Nodes, Clusters, and Services
Relationship between node, cluster, and service
This section explains the hierarchy between nodes, clusters, and services, as shown below:
- First you install a node. A node is actually a physical container of services running on the same hardware (same machine). Typically one node should be enough per machine because the user can configure any number of services to be running on the machine hosting that node. Of course this requires the machine to be powerful enough to serve the expected workload.
- Once a node is installed it can be federated under some CMC instance. When this happens, no other CMC instance can federate it. User can configure services for this node remotely using CMC interface. User has the option to set all parameters of a new service like heap size, HTTP ports (for Analytics only), email configurations, cluster management console (CMC) login credentials, Spark integration settings and others. A service can not be started until it joins some cluster.
- A service is simply a JVM, a Tomcat instance running with a specific configurations provided by the user. All services on the same node share the same Tomcat binaries and same incorta.war file. Logs are different from one service to another of course.
- After this, user can create a cluster which is a virtual container of services hosted on different nodes installed on different machines. The cluster is also the controller of a set of tenants that the user can create from CMC UI as well or using TMT tool. As an example, one cluster can have 3 Analytics services running on 3 different machines and 4 loader services running on 4 different machines 3 of them are those hosting the 3 Analytics services in the same cluster.
- CMC can be used to administer any number of clusters (e.g. DEV, UAT, SIT, PROD) with some complex topologies that customer can ever need. On the other hand it can be used for simply running one cluster with 2 services to have the minimum installation.
- A cluster can have any number of tenants.
The advantage of multiple clusters on separate machines
One cluster can span over multiple machines which is known as horizontal cluster, a known term in HA world. CMC can administer multiple clusters of this kind. A horizontal cluster protects the solution against hardware failure and also distributes the load to be able to serve more client requests and more data.

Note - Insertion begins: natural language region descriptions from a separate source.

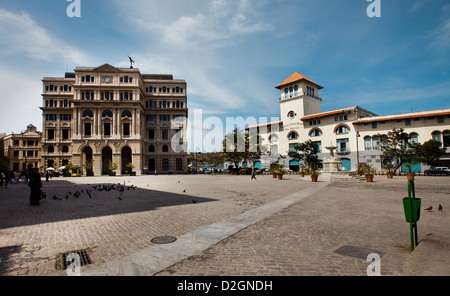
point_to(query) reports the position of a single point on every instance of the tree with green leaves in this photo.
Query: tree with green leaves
(399, 148)
(239, 146)
(430, 152)
(306, 154)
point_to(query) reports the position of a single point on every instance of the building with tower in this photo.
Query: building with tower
(105, 115)
(354, 131)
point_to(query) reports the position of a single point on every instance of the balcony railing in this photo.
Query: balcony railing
(299, 94)
(343, 151)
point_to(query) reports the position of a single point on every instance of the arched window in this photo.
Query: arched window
(107, 113)
(315, 133)
(273, 138)
(367, 143)
(375, 143)
(341, 129)
(414, 138)
(437, 136)
(126, 113)
(293, 136)
(88, 113)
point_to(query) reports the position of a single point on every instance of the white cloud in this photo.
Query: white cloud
(195, 43)
(19, 33)
(21, 98)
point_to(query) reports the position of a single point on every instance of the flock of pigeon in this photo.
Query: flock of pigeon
(96, 188)
(100, 188)
(440, 208)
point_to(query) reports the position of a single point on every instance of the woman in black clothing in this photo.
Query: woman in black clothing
(35, 187)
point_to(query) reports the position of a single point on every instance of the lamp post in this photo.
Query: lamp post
(357, 148)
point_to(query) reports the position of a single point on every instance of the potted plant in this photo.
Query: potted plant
(313, 170)
(88, 165)
(113, 166)
(68, 170)
(131, 167)
(279, 171)
(302, 170)
(368, 172)
(389, 170)
(360, 169)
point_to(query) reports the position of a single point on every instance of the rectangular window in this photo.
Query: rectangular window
(65, 134)
(50, 134)
(151, 134)
(342, 145)
(107, 129)
(319, 146)
(87, 129)
(368, 144)
(165, 164)
(292, 147)
(126, 129)
(165, 134)
(179, 164)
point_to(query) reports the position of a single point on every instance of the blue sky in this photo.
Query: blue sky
(233, 52)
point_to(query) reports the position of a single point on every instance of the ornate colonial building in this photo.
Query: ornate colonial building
(354, 131)
(108, 115)
(22, 149)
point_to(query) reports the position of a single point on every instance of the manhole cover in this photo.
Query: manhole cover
(357, 252)
(163, 240)
(80, 257)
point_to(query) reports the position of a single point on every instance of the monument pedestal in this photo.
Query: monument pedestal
(331, 165)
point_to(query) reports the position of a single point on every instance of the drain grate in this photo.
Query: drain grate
(163, 240)
(357, 252)
(64, 260)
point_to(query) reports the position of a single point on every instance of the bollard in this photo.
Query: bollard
(411, 206)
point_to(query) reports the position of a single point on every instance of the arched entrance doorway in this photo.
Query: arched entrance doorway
(106, 159)
(346, 164)
(126, 158)
(87, 160)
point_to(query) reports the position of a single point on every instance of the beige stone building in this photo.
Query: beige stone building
(353, 131)
(22, 149)
(115, 115)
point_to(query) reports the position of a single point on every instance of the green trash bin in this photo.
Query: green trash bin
(416, 204)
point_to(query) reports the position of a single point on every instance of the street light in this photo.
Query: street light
(357, 148)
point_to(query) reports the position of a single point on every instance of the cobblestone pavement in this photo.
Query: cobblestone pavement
(347, 216)
(302, 239)
(31, 238)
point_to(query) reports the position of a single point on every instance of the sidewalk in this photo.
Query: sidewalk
(228, 225)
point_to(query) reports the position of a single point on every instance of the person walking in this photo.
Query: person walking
(35, 187)
(7, 178)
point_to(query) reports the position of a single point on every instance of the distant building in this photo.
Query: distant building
(22, 149)
(353, 130)
(115, 115)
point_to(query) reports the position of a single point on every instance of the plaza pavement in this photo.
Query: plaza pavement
(225, 225)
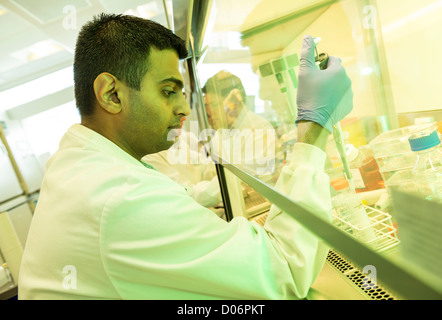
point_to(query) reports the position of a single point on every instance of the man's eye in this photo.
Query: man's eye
(169, 93)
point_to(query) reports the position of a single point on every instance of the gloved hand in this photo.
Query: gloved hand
(324, 96)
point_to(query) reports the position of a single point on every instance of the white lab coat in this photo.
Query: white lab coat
(107, 227)
(187, 164)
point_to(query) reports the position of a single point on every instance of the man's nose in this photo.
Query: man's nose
(182, 107)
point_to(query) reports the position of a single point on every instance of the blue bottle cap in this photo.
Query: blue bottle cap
(419, 142)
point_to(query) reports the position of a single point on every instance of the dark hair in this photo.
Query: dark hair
(118, 44)
(222, 83)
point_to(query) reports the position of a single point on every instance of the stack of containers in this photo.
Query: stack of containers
(395, 158)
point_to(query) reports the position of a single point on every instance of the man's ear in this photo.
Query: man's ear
(106, 89)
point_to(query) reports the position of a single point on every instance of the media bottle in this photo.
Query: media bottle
(364, 168)
(427, 172)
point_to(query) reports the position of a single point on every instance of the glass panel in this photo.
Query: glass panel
(249, 79)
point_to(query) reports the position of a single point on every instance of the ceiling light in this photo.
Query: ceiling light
(36, 51)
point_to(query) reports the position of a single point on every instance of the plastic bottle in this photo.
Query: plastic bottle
(350, 208)
(364, 168)
(427, 172)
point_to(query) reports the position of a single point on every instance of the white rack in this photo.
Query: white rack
(386, 233)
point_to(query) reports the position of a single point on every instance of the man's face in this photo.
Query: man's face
(158, 108)
(215, 110)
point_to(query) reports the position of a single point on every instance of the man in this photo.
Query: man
(242, 138)
(107, 227)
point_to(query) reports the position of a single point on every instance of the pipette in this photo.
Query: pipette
(321, 60)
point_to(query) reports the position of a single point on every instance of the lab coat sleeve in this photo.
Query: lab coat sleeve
(304, 181)
(206, 192)
(158, 243)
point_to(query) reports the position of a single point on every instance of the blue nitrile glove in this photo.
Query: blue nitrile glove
(324, 96)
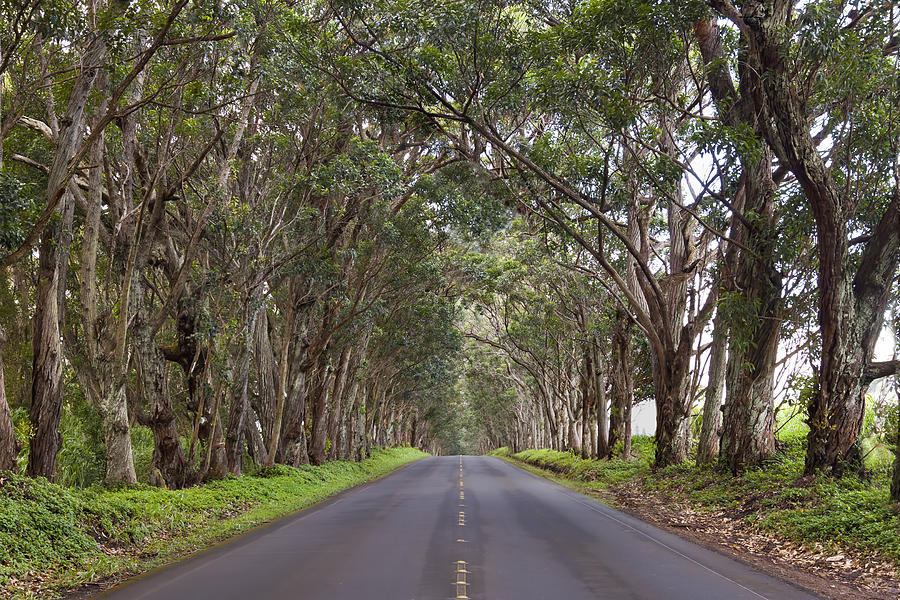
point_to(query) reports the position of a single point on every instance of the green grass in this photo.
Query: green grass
(845, 512)
(53, 538)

A cluster can have multiple services running on the same machine which is known as vertical cluster. This topology protects the solution from software process failure to make sure that a certain machine will not be a wasted resource of a single JVM running on it fails. It requires the HW to be powerful enough (RAM, CPU and I/O) to host the services running there.
However, Rel4.0 can run several loader services on the same machine but can NOT run more than 1 analytics service on any machine because of some ports conflict related to SQLi feature.
The advantage of multiple nodes on different machines
As explained above, a node is the way to instantiate services (Tomcat JVM processes) on the same hardware. Having multiple nodes on different machines is the way to build a horizontal cluster that can provide failover and load balance functionality at the same time and protect the solution against hardware failure. If a machine fails, the node running on it will go down but other nodes on the other machines will be available to serve the business users until this failed machine is brought up again.
Also this option allows an important goal to be achieved which is partial upgrade. A cluster with 4 nodes can be updated one node at a time, or two nodes at a time. While you take down two nodes to upgrade the other two will keep serving end users. Then you bring up the two upgraded ones and shutdown the other two nodes to upgrade them.